I'm trying to understand below query, how its working.

SELECT *
FROM Employee Emp1
WHERE (N-1) = (
               SELECT COUNT(DISTINCT(Emp2.Salary))
               FROM Employee Emp2
               WHERE Emp2.Salary > Emp1.Salary
               )

Lets say I have 5 distinct salaries and want to get 3rd largest salary. So Inner query will run first and then outer query ?

I'm getting confused how its being done in sql engine. Curious to know. Becasue if its 3rd largest then 3-1 = 2, so that 2 needs to be matched with inner count as well. How inner count is being operated.

Can anyone explain the how its working .. ?

Answer 1

The subquery is correlated subquery, so it conceptually executes once for each row in the outer query (database optimizations left apart).. What it does is count how many employees have a salary greater than the one on the row in the outer query: if there are 2 employee with a higher salary, then you know that the employee on the current row in the outer query has the third highest salary.

Another way to phrase this is to use row_number() for this:

select *
from (
    select 
        e.*, 
        row_number() over(order by salary desc) rn 
    from employee e
) t
where rn = 3

Depending on how you want to handle duplicates, dense_rank() might also be an option.

Answer 2

It is easier to understand when you run this query:

select e1.*, 
       (select count(distinct e2.salary)
          from employee e2
          where e2.salary > e1.salary) as n
  from employee e1

This is my sample table:

create table employee(salary) as (
  select * from table(sys.odcinumberlist(1500, 1200, 1400, 1500, 1100)));

so my output is:

    SALARY          N
---------- ----------
      1500          0
      1200          2
      1400          1
      1500          0
      1100          3

As you can see that subquery counts, for each row, salaries which are greater than salary in current row. So for instance, for 1400 there is one DISTINCT greater salary (1500). 1500 appears twice in my table, but distinct makes that it is counted once. So 1400 is second in order.

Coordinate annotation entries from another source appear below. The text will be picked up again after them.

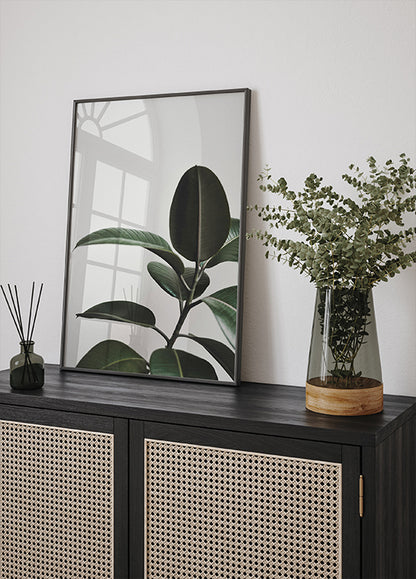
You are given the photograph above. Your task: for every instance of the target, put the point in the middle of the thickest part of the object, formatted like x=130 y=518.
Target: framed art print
x=155 y=236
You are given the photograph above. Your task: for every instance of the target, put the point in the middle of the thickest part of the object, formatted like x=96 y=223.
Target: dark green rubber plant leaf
x=121 y=311
x=169 y=362
x=229 y=251
x=202 y=284
x=219 y=351
x=199 y=215
x=114 y=355
x=223 y=305
x=121 y=236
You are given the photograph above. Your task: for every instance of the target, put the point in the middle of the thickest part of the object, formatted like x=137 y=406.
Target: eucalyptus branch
x=347 y=243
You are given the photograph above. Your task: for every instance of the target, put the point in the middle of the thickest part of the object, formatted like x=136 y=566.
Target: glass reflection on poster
x=155 y=236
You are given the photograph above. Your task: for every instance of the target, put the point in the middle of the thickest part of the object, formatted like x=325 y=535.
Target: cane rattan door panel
x=56 y=503
x=220 y=513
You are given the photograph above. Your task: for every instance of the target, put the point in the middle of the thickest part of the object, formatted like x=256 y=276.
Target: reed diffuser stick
x=13 y=305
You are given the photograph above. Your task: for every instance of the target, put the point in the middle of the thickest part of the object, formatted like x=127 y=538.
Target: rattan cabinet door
x=231 y=505
x=57 y=496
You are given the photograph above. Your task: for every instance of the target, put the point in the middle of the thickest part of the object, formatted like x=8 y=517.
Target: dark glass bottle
x=26 y=368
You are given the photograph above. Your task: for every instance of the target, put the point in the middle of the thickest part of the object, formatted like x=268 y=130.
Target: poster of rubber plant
x=155 y=236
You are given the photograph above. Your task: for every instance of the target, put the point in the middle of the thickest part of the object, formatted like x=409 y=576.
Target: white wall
x=333 y=82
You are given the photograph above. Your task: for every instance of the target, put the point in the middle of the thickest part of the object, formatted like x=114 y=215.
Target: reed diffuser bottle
x=26 y=368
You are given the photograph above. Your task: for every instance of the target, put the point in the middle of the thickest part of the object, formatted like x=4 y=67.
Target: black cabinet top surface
x=250 y=407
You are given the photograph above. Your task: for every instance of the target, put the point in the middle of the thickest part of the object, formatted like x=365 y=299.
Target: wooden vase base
x=345 y=401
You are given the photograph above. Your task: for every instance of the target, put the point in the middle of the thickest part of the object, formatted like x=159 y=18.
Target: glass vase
x=344 y=371
x=26 y=368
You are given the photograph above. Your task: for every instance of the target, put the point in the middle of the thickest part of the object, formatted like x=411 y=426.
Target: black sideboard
x=108 y=476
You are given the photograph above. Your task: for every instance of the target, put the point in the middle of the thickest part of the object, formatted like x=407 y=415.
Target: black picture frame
x=157 y=205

Your query has this count moved to the where part and compared with required value. We have to substract one, because for highest salary there is no higher value, for second salary one row etc.

It's one of the methods used to find such values, newer Oracle versions introduced analytic functions (rank, row_number, dense_rank) which eliminates the need of using subqueries for such purposes. They are faster, more efficient. For your query dense_rank() would be useful.

Answer 3

SELECT * FROM (SELECT EMP.ID,RANK() OVER (ORDER BY SALARY DESC) AS NOS FROM EMPLOYEE) T WHERE T.NOS=3

Then from this select the one with any desired rank.